Select.select(ObjectContext context, int size);

Then selectFirst would just call it with a size = 1.  This would give you
an easy way to support fetching the top 5 (or 10 or any other number)
newest/hottest/etc news articles (to use your example).  Heck, we could
even have selectOne call it with a size = 2 and if more than 1 result comes
back, throw the exception.

Also, maybe I'm misreading the JavaDocs, but for Select.selectOne, it says:
Essentially the inversion of "ObjectContext.selectOne(Select)".

I don't think inversion is the correct word, since it means opposite, and
they aren't opposites.  A couple others use the word inversion, too, when I
don't think that is what is meant.

Thoughts?

Thanks,

mrg


On Tue, Apr 7, 2015 at 7:13 AM, Savva Kolbachev <s.kolbac...@gmail.com>
wrote:

> Hi All!

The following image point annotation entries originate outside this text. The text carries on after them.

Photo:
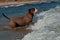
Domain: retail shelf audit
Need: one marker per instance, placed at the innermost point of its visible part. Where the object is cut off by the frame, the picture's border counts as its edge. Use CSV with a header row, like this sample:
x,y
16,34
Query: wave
x,y
47,28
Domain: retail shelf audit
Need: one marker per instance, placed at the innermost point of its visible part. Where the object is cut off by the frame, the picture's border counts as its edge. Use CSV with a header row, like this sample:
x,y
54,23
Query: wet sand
x,y
16,3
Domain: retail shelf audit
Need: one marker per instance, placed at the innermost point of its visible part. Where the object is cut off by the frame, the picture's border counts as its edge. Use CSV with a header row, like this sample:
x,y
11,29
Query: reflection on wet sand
x,y
21,30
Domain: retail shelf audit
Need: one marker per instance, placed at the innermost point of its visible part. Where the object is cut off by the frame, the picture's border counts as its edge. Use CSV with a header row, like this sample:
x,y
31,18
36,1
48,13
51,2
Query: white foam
x,y
47,28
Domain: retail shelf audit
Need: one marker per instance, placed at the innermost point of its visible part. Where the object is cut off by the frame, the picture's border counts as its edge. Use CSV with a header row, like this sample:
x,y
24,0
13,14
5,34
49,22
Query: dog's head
x,y
33,10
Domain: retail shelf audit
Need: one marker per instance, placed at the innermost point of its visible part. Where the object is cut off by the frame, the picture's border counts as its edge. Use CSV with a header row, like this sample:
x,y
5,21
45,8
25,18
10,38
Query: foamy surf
x,y
47,28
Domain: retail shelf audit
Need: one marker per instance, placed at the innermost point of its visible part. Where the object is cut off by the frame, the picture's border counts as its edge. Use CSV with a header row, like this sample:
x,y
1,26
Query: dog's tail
x,y
5,16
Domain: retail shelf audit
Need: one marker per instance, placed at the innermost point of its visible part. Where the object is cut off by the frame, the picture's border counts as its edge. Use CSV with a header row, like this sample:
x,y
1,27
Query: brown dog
x,y
22,21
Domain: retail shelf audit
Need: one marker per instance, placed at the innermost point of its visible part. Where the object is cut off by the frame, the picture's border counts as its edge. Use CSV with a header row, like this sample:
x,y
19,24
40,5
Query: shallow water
x,y
17,11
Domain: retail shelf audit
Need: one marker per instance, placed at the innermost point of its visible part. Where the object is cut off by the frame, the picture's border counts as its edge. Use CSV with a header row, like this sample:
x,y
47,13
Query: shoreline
x,y
17,3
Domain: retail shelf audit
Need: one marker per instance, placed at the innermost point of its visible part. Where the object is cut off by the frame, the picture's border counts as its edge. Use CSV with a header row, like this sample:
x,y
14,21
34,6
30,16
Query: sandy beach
x,y
14,3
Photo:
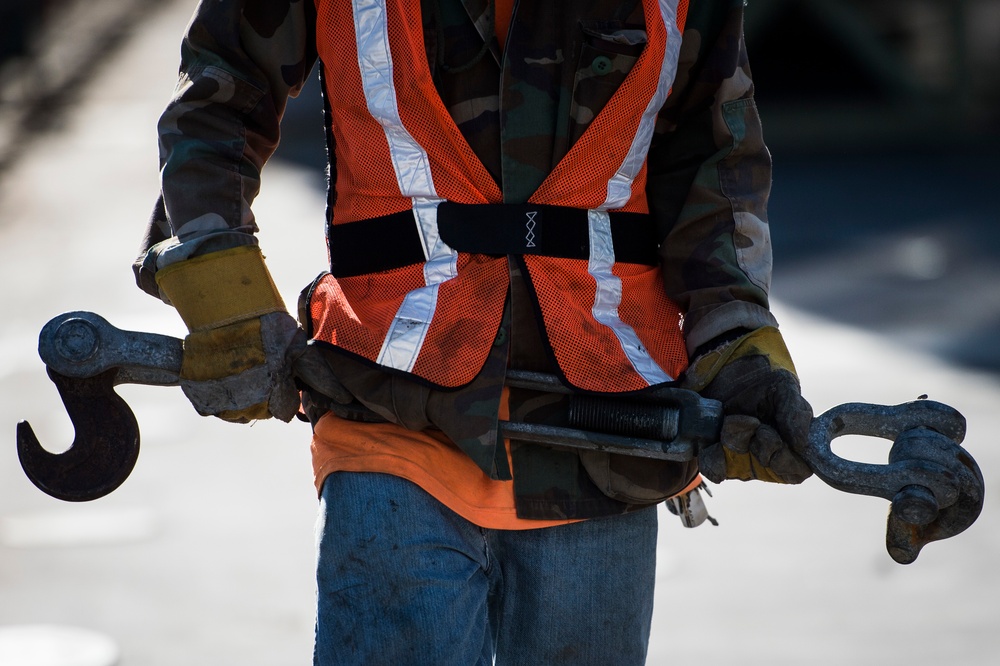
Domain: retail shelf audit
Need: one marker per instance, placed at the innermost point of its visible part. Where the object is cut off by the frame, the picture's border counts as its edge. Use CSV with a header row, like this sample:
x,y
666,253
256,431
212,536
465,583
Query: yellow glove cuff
x,y
765,341
220,288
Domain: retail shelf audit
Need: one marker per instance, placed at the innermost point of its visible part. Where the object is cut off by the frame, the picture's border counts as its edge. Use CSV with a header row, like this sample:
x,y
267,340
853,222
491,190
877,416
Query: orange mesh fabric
x,y
356,313
581,343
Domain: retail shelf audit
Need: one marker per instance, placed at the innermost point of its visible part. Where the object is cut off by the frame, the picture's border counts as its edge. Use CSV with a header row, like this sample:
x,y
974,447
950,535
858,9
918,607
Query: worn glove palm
x,y
242,341
765,417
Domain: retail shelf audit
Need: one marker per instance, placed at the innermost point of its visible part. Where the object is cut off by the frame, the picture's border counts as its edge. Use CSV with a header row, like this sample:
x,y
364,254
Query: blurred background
x,y
882,117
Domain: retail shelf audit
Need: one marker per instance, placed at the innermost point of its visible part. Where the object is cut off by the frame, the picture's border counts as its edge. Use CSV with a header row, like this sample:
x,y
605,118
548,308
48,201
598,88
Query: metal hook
x,y
104,450
86,357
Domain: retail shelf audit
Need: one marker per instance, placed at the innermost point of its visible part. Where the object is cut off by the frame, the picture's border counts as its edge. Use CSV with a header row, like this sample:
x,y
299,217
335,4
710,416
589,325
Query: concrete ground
x,y
205,555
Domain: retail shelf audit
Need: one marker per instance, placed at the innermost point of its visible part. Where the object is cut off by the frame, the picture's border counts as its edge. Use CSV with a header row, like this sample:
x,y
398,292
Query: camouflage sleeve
x,y
709,180
240,61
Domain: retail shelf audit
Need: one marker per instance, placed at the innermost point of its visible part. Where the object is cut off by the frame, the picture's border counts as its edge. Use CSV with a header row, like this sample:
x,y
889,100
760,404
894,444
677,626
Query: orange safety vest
x,y
400,157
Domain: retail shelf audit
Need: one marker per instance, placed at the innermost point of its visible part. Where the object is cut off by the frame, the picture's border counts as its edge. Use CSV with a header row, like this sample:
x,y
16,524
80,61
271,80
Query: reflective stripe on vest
x,y
398,149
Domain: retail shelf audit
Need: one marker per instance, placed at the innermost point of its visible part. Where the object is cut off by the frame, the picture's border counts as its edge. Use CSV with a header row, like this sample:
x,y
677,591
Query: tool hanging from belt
x,y
935,487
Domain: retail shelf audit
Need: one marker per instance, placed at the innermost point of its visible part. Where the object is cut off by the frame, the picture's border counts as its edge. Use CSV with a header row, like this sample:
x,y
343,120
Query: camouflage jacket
x,y
708,169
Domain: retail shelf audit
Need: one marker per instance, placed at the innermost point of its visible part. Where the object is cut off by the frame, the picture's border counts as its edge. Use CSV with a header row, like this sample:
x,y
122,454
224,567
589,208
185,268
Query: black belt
x,y
392,241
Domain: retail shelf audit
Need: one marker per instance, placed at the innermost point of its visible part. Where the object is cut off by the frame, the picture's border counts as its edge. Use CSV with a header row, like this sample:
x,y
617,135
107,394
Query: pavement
x,y
205,555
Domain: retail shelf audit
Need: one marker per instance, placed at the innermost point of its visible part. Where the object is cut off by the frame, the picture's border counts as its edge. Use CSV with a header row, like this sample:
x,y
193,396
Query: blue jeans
x,y
404,580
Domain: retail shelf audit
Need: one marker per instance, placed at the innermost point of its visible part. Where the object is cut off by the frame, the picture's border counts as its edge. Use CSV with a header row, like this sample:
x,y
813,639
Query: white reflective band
x,y
620,185
411,163
609,297
602,253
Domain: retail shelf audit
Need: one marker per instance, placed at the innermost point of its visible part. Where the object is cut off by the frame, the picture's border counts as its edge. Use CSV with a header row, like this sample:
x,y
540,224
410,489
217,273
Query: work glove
x,y
765,417
242,342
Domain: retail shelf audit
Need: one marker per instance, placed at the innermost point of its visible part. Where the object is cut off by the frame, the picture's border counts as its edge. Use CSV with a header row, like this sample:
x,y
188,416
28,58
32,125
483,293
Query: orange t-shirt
x,y
428,459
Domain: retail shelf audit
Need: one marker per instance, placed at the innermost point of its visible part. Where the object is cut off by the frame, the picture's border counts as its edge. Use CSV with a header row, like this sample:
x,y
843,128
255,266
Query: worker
x,y
570,188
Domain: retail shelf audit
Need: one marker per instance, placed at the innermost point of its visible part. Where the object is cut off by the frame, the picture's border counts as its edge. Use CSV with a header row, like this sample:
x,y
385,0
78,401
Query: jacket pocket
x,y
608,53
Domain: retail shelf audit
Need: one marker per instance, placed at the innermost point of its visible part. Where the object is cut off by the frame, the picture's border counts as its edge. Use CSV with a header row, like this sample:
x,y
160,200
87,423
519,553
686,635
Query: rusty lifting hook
x,y
935,487
86,357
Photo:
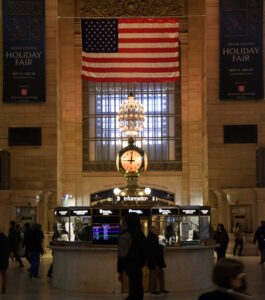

It's a pleasure for me to introduce to you some new features in
> Select API. I'd be thrilled if you could have a look and give us your
> feedback.
>
> 1. I've implemented the following methods for Select queries:
>
>    -
>
>    select(ObjectContext);
>    -
>
>    selectOne(ObjectContext);
>    -
>
>    iterate(ObjectContext, ResultIteratorCallback);
>    -
>
>    iterator(ObjectContext);
>
>
> So, now you can use these methods directly from your queries based on the
> provided context, for example:
>
> // Returns all Artists directly to artistList
>
> List<Artist> artistList = SelectQuery.query(Artist.class).select(context);
>
> 2. Also I’ve implemented selectFirst() method in both Select and
> ObjectContext.
>
> This method selects a single object regardless of how many objects are
> matched by query. This makes 'selectFirst' different from ‘selectOne’,
> which would throw exception in this situation. ‘selectFirst’ is useful e.g.
> when the query is ordered and we only want to see the first object (e.g.
> "most recent news article"):
>
> SelectQuery<Article> query = new SelectQuery(Article.class);
>
> // Add ordering
>
> query.addOrdering(new Ordering(Article.PUBLISHED.getName()));
>
> // Select most recent news article
>
> Article article = query.selectFirst(context);
>
> Selecting the first object via "Select.selectFirst(ObjectContext)" is more
> comprehensible than selecting via "ObjectContext.selectFirst(Select)",
> because implementations of "Select" usually set fetch size limit to one.
>
> 3. I’ve added ResultBatchIterator which allows iterating through results by
> micro-batches. For example:
>
>
> try(ResultBatchIterator<Artist> it =
> SelectQuery.query(Artist.class).batchIterator(context, 5)) {
>
> for (List<Artist> artistList : it) {
>
>  // something to do
>
> }
>
> }
>
> 4. As you can see above ResultBatchIterator implements java.io.Closeable.
> ResultIterator now also implements it. So you are able to use
> try-with-resources for Java 1.7 and higher.